Family Life

Birth, Death and the Whole Damn Thing

Elisabeth Luard

Family Life.

“The villagers, also dependent on the single journey of the daily bus, had their own ways of laying in supplies. We bought bread from the baker's van which set up shop by the beach each morning. We negotiated for the fish caught by the boys from the shore – a silvery bucketful which might include anything from eels to anchovies. Sometimes there might be real treats – a haul of clams or razor-shells or weed-crusted, spiky spider crabs. We begged eggs from anyone who kept hens and had a few to spare; we had crisp lettuces, sweet-fleshed red-skinned onions, fat white garlic, peppers, tomatoes and aubergines from the smallholdings flanking the little river which formed the fishermen's estuary.

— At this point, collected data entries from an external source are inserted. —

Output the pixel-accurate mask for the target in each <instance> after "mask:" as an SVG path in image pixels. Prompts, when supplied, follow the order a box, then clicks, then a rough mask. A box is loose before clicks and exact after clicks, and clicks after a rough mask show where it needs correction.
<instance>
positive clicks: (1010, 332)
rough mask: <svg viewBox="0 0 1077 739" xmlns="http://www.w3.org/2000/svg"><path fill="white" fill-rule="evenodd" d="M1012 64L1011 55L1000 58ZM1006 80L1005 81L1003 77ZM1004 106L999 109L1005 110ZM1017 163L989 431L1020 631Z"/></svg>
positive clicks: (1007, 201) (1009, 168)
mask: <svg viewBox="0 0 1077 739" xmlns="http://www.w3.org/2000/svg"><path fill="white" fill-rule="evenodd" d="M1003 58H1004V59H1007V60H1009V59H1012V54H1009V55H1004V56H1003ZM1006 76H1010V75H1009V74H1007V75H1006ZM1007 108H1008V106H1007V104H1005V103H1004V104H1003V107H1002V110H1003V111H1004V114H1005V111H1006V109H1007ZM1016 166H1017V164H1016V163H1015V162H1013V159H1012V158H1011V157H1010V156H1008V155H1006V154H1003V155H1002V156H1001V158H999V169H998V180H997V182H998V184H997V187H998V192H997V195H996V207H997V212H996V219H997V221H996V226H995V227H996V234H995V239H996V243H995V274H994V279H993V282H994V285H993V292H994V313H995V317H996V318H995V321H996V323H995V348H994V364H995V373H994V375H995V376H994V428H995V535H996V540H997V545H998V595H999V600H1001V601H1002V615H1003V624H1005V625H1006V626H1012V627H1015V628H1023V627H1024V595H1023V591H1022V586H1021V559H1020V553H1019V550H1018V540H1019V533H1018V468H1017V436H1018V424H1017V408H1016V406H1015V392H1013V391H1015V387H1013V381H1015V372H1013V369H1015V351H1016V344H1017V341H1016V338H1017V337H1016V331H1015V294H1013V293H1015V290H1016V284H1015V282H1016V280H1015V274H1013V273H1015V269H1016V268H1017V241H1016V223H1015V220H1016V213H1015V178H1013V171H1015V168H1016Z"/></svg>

On market-day we brought back strange fruits the children had never tasted before – creamy-fleshed custard apples, persimmons and scarlet-pipped pomegranates, grenadines and water melons, bananas on the stalk, fat ripe figs, nisperos – little apricot-colored fruit with shiny brown pips and delicately juicy flesh.”

The passage quoted above comes from Elizabeth Luard's memorable book, Family Life. Subtitled Birth, Death and the Whole Damn Thing, it's part memoir and part cookbook, including as it does recipes along with stories of this English family's sojourns in Spain and France during the years when her children were growing up and learning to make their ways in the world.

“Each day's bird-watching was balanced by another spent exploring the pleasures of Provence – both cultural and gastronomic. The markets of Provence are a cornucopia at any time of year, but especially at Eastertime, when the scent of spring flowers fills the air, and the stalls are piled with new-cropped honey and the first berries of summer.

The beauty of Provence appeals to all the senses. It has something to do with the landscape – with hill-slopes ridged with lavender; red-earthed groves of olive trees with rope-twisted trunks and silvery leaves; sloping fields of poppies; sunflowers turning their bright faces to a heat-hazed sun. Something to do with jasmine hedges and wisteria starred with swallowtail butterflies, with little white-walled villages cascading down hillsides carpeted with juniper and thyme.

It has, too, something to do with the history of the people which can be read in the landscape. Here are olive trees whose root stock goes back to the Greeks. The wines of the Rhône have been famous since Roman times. In the Chateauneuf-du-Pape, among the vines which grow miraculously in fields of polished pebbles, the captive Popes of Avignon once spent their gilded summers. The Moors reached the fortifications of the Rhône, their passing marked by the almond sweets and honey-preserved fruits you find in every corner confiserie.”

Ms. Luard's not-so-simple tale of family life captures the spirit of bringing up four children as she and her husband travel with their offspring across Europe. From learning how to hitch up a mulecart to surviving in the rough-and-tumble world of an urban London classroom, the Luard children (and their parents) experienced life in ways that many of us only dream of. Be sure to read all about it.